Ponto de Interrrogação

O Ministério do Amor quer saber: e você, está se guardando para quando o Carnaval chegar?

Ponto de Interrogação

 

Uma das falas mais divertidas da campanha do presidente Lula foi aquela de que no governo dele todo mundo namoraria. Promessa feita, promessa malandramente cobrada pelas redes, que muito rapidamente criaram dezenas de memes e muitos tweets sobre o Ministério do Amor.

Não sei se todo mundo que namora ama, acho que não, mas talvez o lema desse ministério seja aquele do “qualquer maneira de amor vale a pena”. Até os meio de mentira, os que a gente inventa pra treinar ou se distrair. Se bem que amor de mentira é diferente, muito diferente, de amor inventado. Conheço amores inventados verdadeiríssimos, intensos e vividos com muita honestidade, mesmo que extremamente velozes, fugazes.

 

No fundo, acredito mesmo que todo amor de verdade é inventado.

 

Mas o amor de Carnaval talvez seja um desses amores-relâmpago que aparecem e somem muito rápido, deixando um rastro de luz, uma faísca. Não estou falando de beijos na baciada ou sexo estilo “meet and greet”, que mereceriam outras categorias, talvez. Está em questão uma coisa assim emocionada sem vergonha, grande, cuja natureza é o exagero.

Um exagero que a gente às vezes jura de pé junto que é o que faltava chegar, que a gente quer pra sempre, que é capricho dos deuses, que é pro ano inteiro, muitos anos.

E não importa se no fim esse tempo são sete ou 30 dias de calendário, os minutos do amor de Carnaval são outros, mal contados, incontáveis, com desconto.

E é de conhecimento geral que toda pessoa deveria ter o direito de convocar Carnaval pessoal fora de época quando as condições e os contextos assim pedirem. Pode ser uma emergência amorosa incontornável, um cordão que não pede passagem, só atravessa com tudo.

Importante. O amor de Carnaval, mesmo que meio melancólico no sentido teatral da coisa, há de ser alegre. Não precisa ser feliz nem nada, mas andar com alegria. Alegria protege o peito, afasta os pessimamente intencionados, aqueles que saem de casa pra machucar.
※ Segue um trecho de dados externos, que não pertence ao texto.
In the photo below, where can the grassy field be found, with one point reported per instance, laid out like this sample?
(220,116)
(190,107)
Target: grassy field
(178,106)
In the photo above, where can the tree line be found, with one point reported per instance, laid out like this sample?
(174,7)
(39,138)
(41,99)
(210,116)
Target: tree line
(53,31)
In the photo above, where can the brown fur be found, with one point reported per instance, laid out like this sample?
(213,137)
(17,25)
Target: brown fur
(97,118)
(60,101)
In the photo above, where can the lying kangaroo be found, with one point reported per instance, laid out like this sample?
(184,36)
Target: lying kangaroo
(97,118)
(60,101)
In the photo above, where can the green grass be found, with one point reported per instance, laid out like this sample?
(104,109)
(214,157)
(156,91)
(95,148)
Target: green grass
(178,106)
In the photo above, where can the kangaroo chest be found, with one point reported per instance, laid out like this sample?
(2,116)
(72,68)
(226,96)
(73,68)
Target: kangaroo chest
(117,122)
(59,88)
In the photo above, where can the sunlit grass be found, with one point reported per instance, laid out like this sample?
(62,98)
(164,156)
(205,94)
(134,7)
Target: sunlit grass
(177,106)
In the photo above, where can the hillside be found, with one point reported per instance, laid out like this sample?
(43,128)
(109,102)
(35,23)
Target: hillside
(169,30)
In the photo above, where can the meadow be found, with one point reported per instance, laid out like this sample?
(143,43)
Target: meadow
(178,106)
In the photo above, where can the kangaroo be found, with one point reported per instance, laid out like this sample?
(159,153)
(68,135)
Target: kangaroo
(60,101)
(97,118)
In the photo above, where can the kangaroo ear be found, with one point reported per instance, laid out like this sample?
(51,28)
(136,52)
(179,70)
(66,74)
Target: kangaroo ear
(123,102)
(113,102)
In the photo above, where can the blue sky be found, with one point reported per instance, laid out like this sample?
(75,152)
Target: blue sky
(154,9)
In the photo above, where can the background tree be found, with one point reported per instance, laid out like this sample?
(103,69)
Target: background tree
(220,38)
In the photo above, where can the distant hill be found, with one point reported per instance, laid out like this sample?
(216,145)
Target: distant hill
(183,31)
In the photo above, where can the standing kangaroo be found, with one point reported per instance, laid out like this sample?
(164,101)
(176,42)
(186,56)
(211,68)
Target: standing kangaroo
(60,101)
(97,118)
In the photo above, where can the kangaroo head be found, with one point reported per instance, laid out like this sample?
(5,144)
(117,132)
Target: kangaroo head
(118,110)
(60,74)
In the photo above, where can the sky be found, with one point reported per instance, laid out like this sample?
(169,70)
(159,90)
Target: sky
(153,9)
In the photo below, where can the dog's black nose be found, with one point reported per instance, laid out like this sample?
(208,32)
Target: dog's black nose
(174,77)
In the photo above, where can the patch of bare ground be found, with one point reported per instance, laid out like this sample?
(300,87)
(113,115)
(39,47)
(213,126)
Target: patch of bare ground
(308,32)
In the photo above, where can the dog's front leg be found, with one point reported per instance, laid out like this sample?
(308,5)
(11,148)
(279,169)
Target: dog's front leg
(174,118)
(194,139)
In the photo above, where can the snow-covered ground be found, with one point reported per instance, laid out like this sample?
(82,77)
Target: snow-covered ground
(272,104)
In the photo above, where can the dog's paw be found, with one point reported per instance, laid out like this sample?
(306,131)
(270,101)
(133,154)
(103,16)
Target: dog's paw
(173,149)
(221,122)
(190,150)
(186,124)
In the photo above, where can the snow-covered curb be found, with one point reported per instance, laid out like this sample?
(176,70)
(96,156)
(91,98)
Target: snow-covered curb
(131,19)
O Ministério do Amor não recomenda moderação no Carnaval. Afinal, não é época para isso, basta um sem juízo que seja mais alegre, menos dado ao lado extremo do excesso destrutivo.

Beijar alegremente, por exemplo, mesmo que na xepa, no embalo, maratonando, pode ser alegre, pode ser uma brincadeira bem-vista pelo ministério, uma diversão, uma amorosidade sem compromisso de verão. Mas, se rolar força, constrangimento, grosseria, obrigação, não sobra nada de bom. Não permitam, não pratiquem, não assistam calados.

No livro 1984, clássico-clichê das distopias, os ministérios tinham nomes deturpados, usados para defender o oposto do que prometiam. O Ministério do Amor, por exemplo, era focado em submissão, opressão. Tem gente que acha que amor é isso, que usa o amor como palavra violenta, que não entende nada, não aceita desentender e cultiva ressentimento.

A violência do amor é bem outra. É a subida e a parada da bateria, é aquele pique que a rainha passista dá, é o grito do bloco, a microfonia, é a confusão de pernas, é o estouro das boas primeiras vezes, das boas surpresas.

Se depois do Carnaval todo mundo vai namorar, é coisa do destino, dos horóscopos, dos encontros, dos esforços de quem quiser. Nem todo mundo quer, então a promessa do presidente já inclui máximo respeito a todos esses que estão fora por opção.

Mas também faz pensar em tudo o que precisamos fazer para abrir as fronteiras dos encontros, para arrancar o utilitarismo, os ideais supremacistas e o preconceito dos assuntos do amor. Isso é tão importante e tão complexo que não cabe aqui, mas não custa lembrar.

Por ora, em termos de amor de Carnaval, se eu fosse ministra só desejaria que seja aberto a todo mundo, eternamente alegre e gostoso enquanto dure.